Recently, it could be demonstrated that both AP-1 and HIF cooperated in hypoxia-induced transcription [49-51]. In one study [50], using wildtype and HIF-1α nullizygous mouse embryonic fibroblasts it was shown that under chronic hypoxia c-Jun mRNA expression and phosphorylation of cJun in the N-terminal region were both dependent on the presence of HIF-1α [50]. In contrast, early and rapid induction of cJun was not dependent on HIF-1α. The underlying mechanisms remain to be investigated. However, positive feedback of hypoxia-induced cJun expression on its own transcriptional induction was excluded since the phosphorylation/activation status of cJun did not impact on the levels of cJun mRNA expression. It was suggested that genes induced via HIF-1α dependent transcription might contribute to enhanced cJun expression.

In another study, a direct cooperation of both transcription factors, cJun/AP-1 and HIF-1, has been demonstrated [51]. The investigators used in vitro luciferase assays to show that overexpression of cJun induced HIF-dependent promoter activity. This promoter activity could partially be inhibited by co-expression of TAM67, a dominant negative form of cJun.
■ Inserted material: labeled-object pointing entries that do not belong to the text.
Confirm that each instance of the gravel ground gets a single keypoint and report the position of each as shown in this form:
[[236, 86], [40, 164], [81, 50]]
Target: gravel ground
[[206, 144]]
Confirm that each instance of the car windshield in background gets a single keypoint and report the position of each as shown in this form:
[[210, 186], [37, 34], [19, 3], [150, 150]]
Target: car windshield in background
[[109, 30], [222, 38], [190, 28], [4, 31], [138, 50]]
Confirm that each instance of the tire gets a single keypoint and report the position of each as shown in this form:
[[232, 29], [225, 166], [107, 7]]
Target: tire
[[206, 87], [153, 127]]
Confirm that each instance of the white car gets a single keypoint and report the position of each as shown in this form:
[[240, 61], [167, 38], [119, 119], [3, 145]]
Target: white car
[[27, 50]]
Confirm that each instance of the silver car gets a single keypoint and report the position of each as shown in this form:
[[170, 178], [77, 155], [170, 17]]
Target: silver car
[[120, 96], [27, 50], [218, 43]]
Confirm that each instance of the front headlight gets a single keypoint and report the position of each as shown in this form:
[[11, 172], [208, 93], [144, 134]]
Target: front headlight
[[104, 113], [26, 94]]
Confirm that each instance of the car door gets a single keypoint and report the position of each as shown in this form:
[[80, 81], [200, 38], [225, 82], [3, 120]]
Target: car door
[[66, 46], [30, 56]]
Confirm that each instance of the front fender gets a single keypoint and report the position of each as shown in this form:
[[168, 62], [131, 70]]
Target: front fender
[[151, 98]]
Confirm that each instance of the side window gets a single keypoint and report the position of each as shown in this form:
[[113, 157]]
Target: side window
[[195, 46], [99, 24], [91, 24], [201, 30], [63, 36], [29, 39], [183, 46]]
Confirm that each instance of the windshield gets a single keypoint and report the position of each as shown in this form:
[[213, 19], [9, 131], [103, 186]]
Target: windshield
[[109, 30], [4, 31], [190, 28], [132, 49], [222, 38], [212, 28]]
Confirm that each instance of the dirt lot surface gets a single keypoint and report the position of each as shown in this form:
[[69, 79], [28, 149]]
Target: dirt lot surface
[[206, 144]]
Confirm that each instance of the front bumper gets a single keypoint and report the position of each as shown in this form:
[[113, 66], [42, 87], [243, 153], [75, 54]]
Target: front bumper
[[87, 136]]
Moreover, in further immunoprecipitation studies, an association between cJun and HIF-1α could be demonstrated. In addition, evidence was provided that this interaction requires further interaction partners, since HIF-1α /cJun interaction could only be demonstrated in vivo but not in vitro, using both partners HIF-1α and cJun as in vitro translated proteins.

Direct or indirect interaction of both transcription factors cJun/AP-1 and HIF-1α might be a general mechanism for the regulation at least for some of the known hypoxia-inducible genes. In line with this, in immunoprecipitation studies we were able to co-immunoprecipitate HIF-1α with antibodies against cJun and vice versa, indicating that HIF-1α binds to cJun/AP-1 [Kunz et al., submitted]. One mechanism by which both HIF and cJun/AP-1 may interact in vivo could involve the transcriptional co-activator CBP/p300, a molecules which had been shown to bind to both molecules. Indeed, CBP/p300 recruitment to HIF has been shown to be redox-regulated [for review, see [31]].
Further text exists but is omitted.